With the camera behind you like in the Tomb Raider series, you plod Hawk around the straightforward progression of rooms and doorways. With very little exploration, you are essentially pointed from one place to the next. In each room you must push a huge boulder up a hill... err.. I mean, you are damned to kill all your opponents before you can proceed. After the last one is felled, a key card is left; use the key card to open the next room and repeat, repeat, repeat ad nauseum.
There is also a failed attempt to use changing objectives. Let's say you were a real spy sent on a covert operation; the details and goals of your mission can change as you progress. Metal Gear Solid had a certain subtlety that created the feel of infiltration, coupled with changing objectives. In comparison, Fighting Force 2 is the proverbial bull in the china shop. Even when objectives do change, you are still led by the hand to the next task, and that task is always to just beat up some more guys.
The enemies are morons. Sometimes they'll just stand there, complacently waiting for you to make a move. When you fight them, its always the same - a few punches or kicks, and they topple.
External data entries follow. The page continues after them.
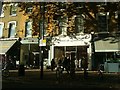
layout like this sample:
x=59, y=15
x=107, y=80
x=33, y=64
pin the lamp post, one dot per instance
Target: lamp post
x=41, y=37
x=93, y=49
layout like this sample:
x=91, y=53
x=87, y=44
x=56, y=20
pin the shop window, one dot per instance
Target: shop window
x=63, y=25
x=12, y=28
x=1, y=28
x=29, y=10
x=13, y=9
x=28, y=29
x=102, y=20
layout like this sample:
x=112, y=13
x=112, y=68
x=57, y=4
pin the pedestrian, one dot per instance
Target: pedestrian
x=52, y=64
x=85, y=66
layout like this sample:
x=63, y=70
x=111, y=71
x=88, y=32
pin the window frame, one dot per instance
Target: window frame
x=13, y=8
x=26, y=31
x=9, y=31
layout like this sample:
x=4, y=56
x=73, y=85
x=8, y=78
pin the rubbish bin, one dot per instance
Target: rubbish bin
x=21, y=70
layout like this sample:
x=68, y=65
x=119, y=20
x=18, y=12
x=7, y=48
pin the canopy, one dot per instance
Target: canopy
x=109, y=44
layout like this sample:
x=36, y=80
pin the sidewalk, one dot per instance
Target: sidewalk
x=32, y=80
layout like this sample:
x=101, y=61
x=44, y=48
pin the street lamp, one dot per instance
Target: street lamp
x=93, y=49
x=41, y=37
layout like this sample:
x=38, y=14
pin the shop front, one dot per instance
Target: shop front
x=107, y=51
x=73, y=47
x=10, y=51
x=29, y=53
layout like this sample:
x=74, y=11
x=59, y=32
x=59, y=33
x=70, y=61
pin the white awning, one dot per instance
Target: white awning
x=80, y=40
x=5, y=45
x=107, y=45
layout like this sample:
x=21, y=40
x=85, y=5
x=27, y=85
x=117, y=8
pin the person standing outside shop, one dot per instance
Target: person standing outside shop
x=52, y=64
x=85, y=66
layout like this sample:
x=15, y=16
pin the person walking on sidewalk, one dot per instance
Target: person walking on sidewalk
x=52, y=64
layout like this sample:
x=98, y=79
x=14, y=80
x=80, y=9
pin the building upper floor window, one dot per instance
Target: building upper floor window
x=2, y=10
x=29, y=10
x=79, y=24
x=28, y=29
x=13, y=9
x=1, y=29
x=12, y=29
x=102, y=21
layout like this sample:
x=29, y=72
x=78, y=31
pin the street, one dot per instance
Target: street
x=32, y=80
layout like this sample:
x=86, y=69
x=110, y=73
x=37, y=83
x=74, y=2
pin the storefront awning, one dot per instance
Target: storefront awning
x=80, y=40
x=5, y=45
x=107, y=45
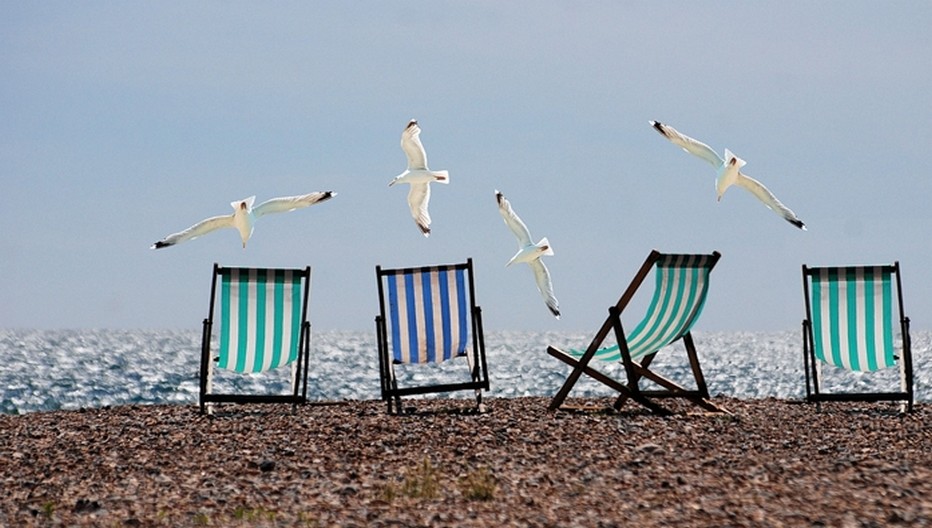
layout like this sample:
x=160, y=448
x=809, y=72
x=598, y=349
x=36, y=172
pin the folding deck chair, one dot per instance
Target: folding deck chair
x=851, y=319
x=426, y=316
x=681, y=286
x=263, y=326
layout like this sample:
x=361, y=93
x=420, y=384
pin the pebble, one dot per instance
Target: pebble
x=770, y=463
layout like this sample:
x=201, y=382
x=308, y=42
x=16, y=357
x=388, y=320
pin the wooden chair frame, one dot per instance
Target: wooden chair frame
x=299, y=367
x=637, y=370
x=391, y=392
x=812, y=365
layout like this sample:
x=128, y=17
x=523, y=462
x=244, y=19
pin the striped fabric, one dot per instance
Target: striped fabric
x=852, y=317
x=682, y=282
x=428, y=314
x=260, y=318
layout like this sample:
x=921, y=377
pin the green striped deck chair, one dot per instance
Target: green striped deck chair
x=261, y=325
x=852, y=316
x=680, y=289
x=429, y=315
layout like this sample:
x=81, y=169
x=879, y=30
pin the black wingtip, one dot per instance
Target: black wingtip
x=658, y=126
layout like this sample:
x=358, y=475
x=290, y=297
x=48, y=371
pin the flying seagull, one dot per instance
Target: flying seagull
x=418, y=176
x=729, y=172
x=529, y=252
x=244, y=217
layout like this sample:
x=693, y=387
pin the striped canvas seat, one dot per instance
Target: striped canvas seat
x=429, y=315
x=851, y=322
x=260, y=318
x=261, y=325
x=681, y=286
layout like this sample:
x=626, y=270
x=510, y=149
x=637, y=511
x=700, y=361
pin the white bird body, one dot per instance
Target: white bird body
x=530, y=253
x=418, y=176
x=728, y=172
x=244, y=217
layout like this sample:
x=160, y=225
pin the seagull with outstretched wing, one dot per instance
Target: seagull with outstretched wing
x=530, y=253
x=418, y=176
x=244, y=217
x=729, y=172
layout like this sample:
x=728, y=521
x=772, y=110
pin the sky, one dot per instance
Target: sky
x=123, y=122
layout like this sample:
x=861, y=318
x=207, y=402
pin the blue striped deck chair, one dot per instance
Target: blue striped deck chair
x=262, y=324
x=852, y=316
x=429, y=315
x=680, y=289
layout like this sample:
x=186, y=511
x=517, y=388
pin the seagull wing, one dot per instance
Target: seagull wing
x=694, y=147
x=411, y=144
x=290, y=203
x=512, y=220
x=201, y=228
x=763, y=194
x=418, y=198
x=544, y=284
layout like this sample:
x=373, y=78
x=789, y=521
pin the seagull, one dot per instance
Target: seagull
x=418, y=176
x=244, y=217
x=529, y=253
x=729, y=172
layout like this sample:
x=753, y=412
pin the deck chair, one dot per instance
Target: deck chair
x=428, y=315
x=263, y=325
x=681, y=286
x=852, y=314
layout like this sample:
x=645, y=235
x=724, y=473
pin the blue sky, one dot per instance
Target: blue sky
x=122, y=122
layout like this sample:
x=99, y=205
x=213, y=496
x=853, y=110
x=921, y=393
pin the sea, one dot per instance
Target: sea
x=47, y=370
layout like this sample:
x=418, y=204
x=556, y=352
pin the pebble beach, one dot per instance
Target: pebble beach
x=770, y=462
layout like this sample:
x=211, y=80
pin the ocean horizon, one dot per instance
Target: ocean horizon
x=47, y=370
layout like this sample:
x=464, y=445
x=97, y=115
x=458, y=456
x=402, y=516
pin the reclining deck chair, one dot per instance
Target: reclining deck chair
x=426, y=316
x=682, y=282
x=263, y=326
x=851, y=318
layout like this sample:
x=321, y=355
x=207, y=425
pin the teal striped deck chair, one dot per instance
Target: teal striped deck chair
x=852, y=316
x=680, y=289
x=262, y=324
x=429, y=315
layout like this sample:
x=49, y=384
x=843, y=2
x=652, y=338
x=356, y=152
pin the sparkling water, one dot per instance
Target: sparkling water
x=70, y=369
There aren't any actual combos either, just simple pseudo moves executed by a three button sequence. The times that the enemy does manage to hit you, it just feels like a cheap smack.
Handguns. Shotguns. Clubs. Grenades. Yes, there's some weapon variety, but they all function under to three basic constraints. Shoot it. Whack it. Or throw it. When a gun is emptied, do you reload? Nope. Hawk throws the gun at the enemy. Lets just say that Hawk just doesn't seem like the brightest of boys.
Graphically, there is no prevailing sense of style, and a few problems that don't help either. The dreamcast version is nice and sharp, but the textures are unbelievably bland, and the characters all look primitive and blocky compared to those in topnotch Dreamcast games. Yes, ladies and gentlemen, this was quickly ported over from the Playstation with few improvements. Warehouses, corporate offices, boiler rooms - they all look bland and uninspired. The same thing can be said for the enemies. Other than Hawk, they all look the same. There are also some clipping issues and problems with the camera in tight corners.
I would like to say something about the music, but there wasn't any. Not one note. Not even any environmental noise to speak of. Groans of pain and your standard chopsocky sound effects comprise the total audio package. [I don't know what 'chopsocky' means, but i like it. ~Ed]
Fighting Force 2 is one game that seriously needs to be pumped up. While it is actually playable, and an attempt at something different from the awful first Fighting Force, this game is so boring I can hardly stand it. There's no variety in fighting foes. There's no exploration or depth. If you wondered why I mentioned Comedy Central in the beginning, it's because this game is a joke.